Biden Brings Foreign Policy Heft, Risks to Obama Ticket
Delaware Senator offers experience but counters Obama's change message.
Aug. 23, 2008— -- Sen. Barack Obama's selection of Sen. Joe Biden as his running mate gives Obama immediate foreign-policy gravitas with a dependable party stalwart.
But picking Biden, D-Del., also sends a stark signal that the Obama campaign is worried that the presidential nominee is in danger of flunking the commander-in-chief test.
Rather than helping with the electoral map -- as Sen. Evan Bayh, D-Ind., or Virginia Gov. Tim Kaine might have -- or reinforcing his message of a new brand of leadership, as Kaine or Kansas Gov.
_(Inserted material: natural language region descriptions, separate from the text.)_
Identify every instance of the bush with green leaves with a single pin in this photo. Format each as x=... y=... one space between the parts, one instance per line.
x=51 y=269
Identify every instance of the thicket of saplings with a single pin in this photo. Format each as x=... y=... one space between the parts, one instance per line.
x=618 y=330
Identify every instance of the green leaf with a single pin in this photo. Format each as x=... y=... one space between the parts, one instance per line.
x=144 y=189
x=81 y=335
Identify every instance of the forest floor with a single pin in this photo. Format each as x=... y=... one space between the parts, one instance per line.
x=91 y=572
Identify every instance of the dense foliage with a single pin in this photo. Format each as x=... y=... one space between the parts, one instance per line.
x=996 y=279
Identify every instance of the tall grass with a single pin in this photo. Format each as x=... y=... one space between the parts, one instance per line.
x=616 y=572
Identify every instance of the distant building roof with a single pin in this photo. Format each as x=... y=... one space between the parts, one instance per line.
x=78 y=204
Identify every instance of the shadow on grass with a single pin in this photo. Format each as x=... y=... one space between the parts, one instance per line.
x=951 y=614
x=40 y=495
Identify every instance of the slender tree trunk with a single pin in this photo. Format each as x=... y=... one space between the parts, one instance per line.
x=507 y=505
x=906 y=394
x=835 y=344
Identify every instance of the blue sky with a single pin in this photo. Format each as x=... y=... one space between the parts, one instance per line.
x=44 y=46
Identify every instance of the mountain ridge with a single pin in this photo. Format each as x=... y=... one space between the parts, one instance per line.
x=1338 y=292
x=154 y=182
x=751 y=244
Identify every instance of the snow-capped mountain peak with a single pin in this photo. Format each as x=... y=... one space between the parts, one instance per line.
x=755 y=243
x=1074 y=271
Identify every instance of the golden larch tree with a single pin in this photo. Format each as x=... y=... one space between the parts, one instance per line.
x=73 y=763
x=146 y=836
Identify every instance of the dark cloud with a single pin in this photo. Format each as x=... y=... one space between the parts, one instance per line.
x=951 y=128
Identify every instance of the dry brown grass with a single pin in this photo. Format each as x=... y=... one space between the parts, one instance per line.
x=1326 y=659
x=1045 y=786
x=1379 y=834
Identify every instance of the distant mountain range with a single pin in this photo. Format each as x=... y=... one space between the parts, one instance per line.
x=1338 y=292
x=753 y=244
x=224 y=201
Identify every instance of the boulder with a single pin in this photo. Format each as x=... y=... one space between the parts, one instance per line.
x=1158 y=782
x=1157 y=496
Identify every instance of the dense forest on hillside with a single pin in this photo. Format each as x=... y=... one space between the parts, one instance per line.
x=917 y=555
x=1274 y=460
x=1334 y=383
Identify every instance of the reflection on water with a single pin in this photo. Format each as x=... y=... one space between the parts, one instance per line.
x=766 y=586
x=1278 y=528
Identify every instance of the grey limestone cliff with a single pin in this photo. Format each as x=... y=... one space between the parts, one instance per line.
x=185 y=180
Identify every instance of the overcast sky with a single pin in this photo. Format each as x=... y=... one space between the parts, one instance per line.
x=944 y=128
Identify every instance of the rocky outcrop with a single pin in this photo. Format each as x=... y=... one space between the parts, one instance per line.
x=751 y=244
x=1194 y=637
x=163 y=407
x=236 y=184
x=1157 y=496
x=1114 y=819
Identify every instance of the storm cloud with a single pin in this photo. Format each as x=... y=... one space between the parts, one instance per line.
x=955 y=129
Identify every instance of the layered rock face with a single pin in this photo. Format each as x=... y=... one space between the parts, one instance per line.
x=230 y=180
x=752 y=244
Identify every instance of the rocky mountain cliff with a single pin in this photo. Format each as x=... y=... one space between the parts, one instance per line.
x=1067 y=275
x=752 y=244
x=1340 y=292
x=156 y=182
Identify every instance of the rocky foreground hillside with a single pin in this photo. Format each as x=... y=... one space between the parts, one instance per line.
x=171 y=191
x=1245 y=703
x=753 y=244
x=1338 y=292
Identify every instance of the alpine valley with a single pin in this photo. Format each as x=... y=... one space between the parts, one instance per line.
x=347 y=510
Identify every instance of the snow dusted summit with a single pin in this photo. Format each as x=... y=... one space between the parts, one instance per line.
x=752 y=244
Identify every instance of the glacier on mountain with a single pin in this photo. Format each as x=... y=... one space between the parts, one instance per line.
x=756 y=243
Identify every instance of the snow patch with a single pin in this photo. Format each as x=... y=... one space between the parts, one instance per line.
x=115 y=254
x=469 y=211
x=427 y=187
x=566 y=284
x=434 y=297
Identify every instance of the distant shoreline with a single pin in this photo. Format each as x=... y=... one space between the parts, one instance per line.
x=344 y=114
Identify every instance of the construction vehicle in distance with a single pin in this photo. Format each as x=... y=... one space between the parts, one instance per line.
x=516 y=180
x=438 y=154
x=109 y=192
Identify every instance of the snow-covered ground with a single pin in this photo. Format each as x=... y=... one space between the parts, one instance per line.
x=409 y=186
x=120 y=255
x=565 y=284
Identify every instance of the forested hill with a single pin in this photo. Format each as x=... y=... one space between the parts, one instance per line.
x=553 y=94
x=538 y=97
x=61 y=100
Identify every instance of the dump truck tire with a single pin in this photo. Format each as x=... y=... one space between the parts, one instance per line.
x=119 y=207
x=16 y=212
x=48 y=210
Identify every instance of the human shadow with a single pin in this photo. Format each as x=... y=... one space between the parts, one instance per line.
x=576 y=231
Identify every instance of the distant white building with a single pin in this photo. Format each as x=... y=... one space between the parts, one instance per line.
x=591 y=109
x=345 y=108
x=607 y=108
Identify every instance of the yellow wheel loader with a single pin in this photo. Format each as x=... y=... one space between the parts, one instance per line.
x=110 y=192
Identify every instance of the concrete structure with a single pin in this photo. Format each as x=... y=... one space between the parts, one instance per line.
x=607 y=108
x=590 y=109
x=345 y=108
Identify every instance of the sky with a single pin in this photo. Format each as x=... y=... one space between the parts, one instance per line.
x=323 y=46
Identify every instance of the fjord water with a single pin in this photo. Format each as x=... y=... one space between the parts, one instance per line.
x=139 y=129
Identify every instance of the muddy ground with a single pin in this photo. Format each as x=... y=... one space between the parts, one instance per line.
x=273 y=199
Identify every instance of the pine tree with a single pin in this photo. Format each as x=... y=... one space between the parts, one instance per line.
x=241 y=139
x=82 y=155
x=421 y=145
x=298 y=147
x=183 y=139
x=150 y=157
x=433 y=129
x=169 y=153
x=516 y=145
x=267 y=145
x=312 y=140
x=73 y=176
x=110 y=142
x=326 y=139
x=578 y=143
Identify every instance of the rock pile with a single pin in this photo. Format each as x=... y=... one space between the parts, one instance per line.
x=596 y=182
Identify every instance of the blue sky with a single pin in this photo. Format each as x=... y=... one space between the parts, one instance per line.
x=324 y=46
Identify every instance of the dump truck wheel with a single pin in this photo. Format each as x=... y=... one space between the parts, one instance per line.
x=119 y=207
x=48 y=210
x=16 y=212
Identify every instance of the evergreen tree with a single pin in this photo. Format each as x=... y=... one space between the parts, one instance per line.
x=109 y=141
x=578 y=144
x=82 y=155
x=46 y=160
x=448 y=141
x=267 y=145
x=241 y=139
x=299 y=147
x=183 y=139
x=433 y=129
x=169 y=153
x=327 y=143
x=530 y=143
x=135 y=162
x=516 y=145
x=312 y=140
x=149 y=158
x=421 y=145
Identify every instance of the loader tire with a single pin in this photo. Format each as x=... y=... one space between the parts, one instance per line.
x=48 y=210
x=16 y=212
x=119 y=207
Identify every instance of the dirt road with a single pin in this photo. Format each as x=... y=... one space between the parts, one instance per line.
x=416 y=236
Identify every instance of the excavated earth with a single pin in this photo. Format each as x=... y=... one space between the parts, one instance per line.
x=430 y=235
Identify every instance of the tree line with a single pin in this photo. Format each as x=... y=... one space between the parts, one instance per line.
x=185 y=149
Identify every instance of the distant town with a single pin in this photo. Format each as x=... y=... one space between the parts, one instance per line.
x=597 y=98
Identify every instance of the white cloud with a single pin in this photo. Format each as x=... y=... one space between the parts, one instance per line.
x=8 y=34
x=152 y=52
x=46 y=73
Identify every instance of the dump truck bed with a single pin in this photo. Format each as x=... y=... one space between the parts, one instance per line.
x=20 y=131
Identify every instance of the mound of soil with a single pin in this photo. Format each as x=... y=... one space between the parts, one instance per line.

Kathleen Sebelius would have, Biden fills a hole on Obama's resume.
They will cut a unique profile as a team: Obama will be the fresh-faced voice of change, eager to stay positive, and Biden will be the experienced yet still energetic inside player, ready to attack when necessary -- and old enough to be Obama's father.
As chairman of the Senate Foreign Relations Committee, Biden is intimately familiar with the international scene and the big national-security challenges that face the nation.
He brings vast experience to a candidate who has spent most of his life outside of the political system.
But the danger for Obama is that he now has a running mate that highlights perhaps his biggest weakness: Sen. John McCain, R-Ariz., enjoys a wide polling advantage on questions of foreign policy and national security, and Biden's selection serves to accentuate those very issues.